Drug Crime Case Results

State of Minnesota v. P.T.S. (Hennepin County, 2017)

The State charged Client with possession of a controlled substance that could have resulted in a substantial amount of jail time and a felony conviction Through a relentless defense strategy we are able to prove that Client legally did not possess the controlled substance--either directly or constructively--to manifest a unlawful possession. As a result, the State DISMISSED all charges against Client..

State of Minnesota v. B.M.S. (Wright County, 2016)

The State charged Client with possession of a controlled substance that could have resulted in a substantial amount of jail time and a felony conviction that would haunt Client forever. This would have had a detrimental impact on virtually every area of Client's life. However, through an aggressive defense strategy we are able to prove that Client legally did not possess the controlled substance--either directly or constructively--to manifest a criminal act. As a result, the State DISMISSED all charges against Client. Justice truly was served.
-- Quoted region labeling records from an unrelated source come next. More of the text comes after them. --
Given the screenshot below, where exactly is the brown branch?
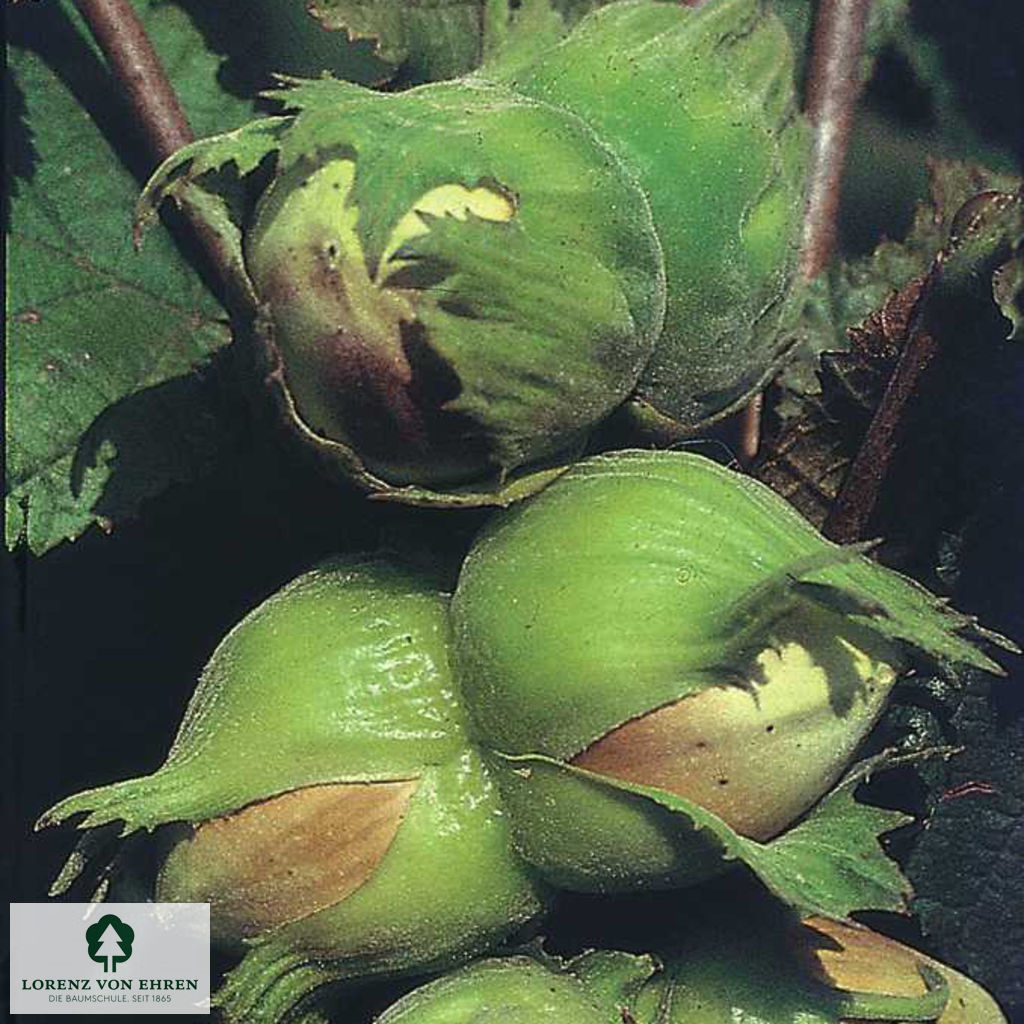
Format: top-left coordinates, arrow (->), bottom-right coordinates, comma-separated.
75,0 -> 193,164
75,0 -> 248,312
821,265 -> 941,544
801,0 -> 871,281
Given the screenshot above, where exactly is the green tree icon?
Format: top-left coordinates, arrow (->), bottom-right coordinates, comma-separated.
85,913 -> 135,974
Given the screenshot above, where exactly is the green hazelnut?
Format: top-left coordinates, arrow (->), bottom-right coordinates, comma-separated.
453,452 -> 998,891
41,558 -> 544,1021
245,77 -> 664,503
491,0 -> 809,432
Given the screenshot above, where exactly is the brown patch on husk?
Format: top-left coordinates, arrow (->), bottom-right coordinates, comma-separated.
798,918 -> 1006,1024
157,779 -> 419,940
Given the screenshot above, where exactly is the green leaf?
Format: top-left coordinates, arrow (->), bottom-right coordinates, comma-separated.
494,755 -> 911,920
6,0 -> 260,554
309,0 -> 606,84
754,162 -> 1022,526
State of Minnesota v. J.R.M. (Anoka County, 2016):

Law enforcement executed a search warrant on Client's residence based on a tip from an alleged confidential informant. Law enforcement uncovered thousands of grams of marijuana, marijuana-type substances, and evidence of sale. After vigorous negotiations with the State, the State agreed to DISMISS all charges against Client. Client can now move forward with the grips of a criminal conviction holding back the trajectory of his life!

State of Minnesota v. K.D.P. (Anoka County, 2016):

Law enforcement executed a search warrant on Client's residence suspecting that Client was engaged in a drug trafficking organization. Law enforcement monitored the packages sent through the mail to Client as well as the traffic and the unique characteristics of Client's residence. After executing the warrant, law enforcement found well over 50 alleged Ecstasy pills. After a host of constitutional challenges made to the warrants, the searches, and the veracity of the evidence, the State DISMISSED all charges against Client. Overturning every stone is paramount and resulted in the dismissal.
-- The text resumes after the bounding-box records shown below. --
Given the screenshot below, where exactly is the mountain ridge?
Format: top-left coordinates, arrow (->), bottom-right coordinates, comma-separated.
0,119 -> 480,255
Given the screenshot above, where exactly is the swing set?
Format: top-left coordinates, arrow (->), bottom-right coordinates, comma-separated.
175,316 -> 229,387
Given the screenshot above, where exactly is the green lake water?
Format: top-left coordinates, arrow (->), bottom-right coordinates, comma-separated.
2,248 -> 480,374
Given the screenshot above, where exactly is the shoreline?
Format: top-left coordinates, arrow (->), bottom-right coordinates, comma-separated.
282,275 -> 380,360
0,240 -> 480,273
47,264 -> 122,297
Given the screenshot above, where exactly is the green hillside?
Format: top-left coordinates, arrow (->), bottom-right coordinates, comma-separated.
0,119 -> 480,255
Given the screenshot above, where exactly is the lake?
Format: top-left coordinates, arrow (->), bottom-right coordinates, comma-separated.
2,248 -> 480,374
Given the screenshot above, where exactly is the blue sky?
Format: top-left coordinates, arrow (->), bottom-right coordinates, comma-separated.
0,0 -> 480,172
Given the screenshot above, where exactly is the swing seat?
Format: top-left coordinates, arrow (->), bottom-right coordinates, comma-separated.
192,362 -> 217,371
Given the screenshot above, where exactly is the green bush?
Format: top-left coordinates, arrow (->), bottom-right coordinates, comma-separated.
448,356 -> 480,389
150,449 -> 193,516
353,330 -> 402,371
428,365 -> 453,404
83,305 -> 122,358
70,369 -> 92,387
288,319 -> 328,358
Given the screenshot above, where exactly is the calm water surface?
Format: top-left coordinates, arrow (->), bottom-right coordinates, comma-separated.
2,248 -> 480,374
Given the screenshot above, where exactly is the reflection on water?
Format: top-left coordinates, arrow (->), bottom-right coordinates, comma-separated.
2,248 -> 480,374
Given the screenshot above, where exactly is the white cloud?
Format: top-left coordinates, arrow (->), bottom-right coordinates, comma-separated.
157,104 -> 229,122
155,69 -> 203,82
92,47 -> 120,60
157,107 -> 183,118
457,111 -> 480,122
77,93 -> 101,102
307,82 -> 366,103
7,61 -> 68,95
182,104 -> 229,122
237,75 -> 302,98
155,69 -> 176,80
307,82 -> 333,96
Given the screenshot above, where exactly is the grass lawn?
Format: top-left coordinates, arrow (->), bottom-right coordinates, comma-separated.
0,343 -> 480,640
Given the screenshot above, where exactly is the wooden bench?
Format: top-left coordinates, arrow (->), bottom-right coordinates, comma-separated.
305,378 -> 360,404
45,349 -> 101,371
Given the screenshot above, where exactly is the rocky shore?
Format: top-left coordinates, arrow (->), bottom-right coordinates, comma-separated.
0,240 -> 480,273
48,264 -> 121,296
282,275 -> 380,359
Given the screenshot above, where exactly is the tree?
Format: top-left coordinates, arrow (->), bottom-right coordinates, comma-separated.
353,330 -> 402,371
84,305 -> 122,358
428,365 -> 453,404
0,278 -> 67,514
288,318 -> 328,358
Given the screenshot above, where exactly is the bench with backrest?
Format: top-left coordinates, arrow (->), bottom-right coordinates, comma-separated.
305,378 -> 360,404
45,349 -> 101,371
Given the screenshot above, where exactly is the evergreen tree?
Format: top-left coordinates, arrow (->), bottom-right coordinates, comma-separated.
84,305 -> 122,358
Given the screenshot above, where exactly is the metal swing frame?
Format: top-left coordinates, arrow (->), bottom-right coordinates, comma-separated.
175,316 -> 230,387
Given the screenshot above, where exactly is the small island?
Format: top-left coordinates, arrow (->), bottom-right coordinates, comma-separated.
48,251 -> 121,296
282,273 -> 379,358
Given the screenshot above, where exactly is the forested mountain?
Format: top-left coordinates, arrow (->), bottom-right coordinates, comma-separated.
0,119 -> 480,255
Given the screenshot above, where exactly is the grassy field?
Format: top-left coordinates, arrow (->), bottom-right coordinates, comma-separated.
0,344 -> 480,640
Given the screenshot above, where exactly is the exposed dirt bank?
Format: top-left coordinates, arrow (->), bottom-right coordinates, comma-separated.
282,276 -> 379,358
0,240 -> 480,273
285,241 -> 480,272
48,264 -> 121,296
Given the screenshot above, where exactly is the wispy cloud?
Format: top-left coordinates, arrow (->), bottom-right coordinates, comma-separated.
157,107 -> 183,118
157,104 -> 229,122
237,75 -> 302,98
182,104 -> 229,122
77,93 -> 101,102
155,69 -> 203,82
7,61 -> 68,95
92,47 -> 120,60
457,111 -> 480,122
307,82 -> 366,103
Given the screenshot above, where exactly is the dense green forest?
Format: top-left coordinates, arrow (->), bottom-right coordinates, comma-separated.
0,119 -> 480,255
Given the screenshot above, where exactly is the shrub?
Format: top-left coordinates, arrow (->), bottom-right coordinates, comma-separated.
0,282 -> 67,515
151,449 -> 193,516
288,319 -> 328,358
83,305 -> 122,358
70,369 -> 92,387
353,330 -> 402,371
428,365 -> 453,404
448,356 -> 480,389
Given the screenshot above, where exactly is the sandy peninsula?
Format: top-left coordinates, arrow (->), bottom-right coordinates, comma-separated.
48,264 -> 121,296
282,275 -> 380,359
State of Minnesota v. M.P.H. (Ramsey County, 2015):

Law enforcement executed a search warrant on client's house suspecting a marijuana grow operation. In addition to the marijuana grow operation, law enforcement uncovered a host of loaded firearms and 102 grams of methamphetamine. Client was charged with a 1st degree drug possession charge and was facing a mandatory minimum sentence of 3 years in prison for possessing loaded firearms in the presence of drugs and a presumptive prison commitment of 86 months. Through vigorous advocacy for my client and the employment of aggressive treatment programming, we convinced the State to DISMISS the mandatory minimum sentence regarding the firearms and DEPART from the sentencing guidelines to a probationary sentence. Persistence was absolutely crucial!

State of Minnesota v. S.G & J.G. (Blue Earth County, 2014):

Clients were stopped for an equipment violation traveling from Colorado to Minnesota. After they were stopped, the police found marijuana (of all kinds) and a host of drug paraphernalia. Clients were charged with multiple felony drug crimes. Through intense negotiations, State agreed to DISMISS after proof that Clients possessed valid medical marijuana cards from Colorado.
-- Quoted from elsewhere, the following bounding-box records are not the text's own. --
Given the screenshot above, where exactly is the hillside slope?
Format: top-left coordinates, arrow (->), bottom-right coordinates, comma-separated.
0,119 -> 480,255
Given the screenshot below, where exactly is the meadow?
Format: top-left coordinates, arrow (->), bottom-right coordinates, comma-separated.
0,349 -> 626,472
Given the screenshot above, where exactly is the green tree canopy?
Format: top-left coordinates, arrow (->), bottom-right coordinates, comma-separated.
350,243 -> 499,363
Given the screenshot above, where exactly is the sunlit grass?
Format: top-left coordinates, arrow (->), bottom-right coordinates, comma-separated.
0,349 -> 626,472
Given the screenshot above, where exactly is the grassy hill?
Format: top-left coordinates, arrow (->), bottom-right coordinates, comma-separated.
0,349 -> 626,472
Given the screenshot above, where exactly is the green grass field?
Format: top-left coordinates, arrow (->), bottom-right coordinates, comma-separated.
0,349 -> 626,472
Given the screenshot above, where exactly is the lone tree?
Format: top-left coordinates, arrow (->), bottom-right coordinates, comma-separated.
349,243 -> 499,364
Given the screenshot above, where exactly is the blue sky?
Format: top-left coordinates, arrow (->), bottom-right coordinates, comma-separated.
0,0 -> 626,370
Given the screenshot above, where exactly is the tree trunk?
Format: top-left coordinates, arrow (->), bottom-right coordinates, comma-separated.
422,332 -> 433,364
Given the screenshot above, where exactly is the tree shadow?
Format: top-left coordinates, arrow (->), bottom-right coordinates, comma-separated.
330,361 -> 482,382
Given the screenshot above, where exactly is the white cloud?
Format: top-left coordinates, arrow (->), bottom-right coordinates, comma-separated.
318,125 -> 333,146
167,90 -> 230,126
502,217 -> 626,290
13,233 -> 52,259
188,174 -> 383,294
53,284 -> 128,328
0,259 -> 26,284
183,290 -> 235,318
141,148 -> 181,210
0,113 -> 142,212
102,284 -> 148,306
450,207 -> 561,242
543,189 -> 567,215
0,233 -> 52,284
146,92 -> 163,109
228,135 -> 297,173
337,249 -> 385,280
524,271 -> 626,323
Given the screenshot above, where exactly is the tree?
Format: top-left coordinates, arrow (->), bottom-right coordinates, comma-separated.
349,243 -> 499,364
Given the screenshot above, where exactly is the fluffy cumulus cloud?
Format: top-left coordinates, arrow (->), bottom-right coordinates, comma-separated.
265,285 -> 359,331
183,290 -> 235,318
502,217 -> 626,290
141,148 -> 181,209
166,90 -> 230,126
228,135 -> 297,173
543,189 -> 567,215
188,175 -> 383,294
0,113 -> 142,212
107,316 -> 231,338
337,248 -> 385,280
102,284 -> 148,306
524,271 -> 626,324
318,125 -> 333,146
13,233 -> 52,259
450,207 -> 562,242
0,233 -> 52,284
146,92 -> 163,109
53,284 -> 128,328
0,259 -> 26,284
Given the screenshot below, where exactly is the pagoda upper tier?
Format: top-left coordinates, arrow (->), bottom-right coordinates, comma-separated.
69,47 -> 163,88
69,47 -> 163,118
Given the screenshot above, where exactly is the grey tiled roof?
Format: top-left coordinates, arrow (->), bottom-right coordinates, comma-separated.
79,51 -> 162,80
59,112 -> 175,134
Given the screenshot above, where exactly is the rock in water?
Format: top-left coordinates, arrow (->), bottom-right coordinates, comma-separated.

United States of America v. M.N. (United States District Court for the District of Minnesota, 2013):

Client was charged with multiple counts of drug trafficking and drug sales in federal court. Client had prior drug convictions so Client's presumptive prison commit sentence was 12 years in federal prison. We worked hard to present Client in the best light before the federal sentencing judge. We argued that Client was only tangentially involved in the drug transactions and that his life history did not afford Client the ability to seek a life beyond crime. The judge accorded with our position and sentence Client to 5 years, as opposed to 12 years, in federal prison.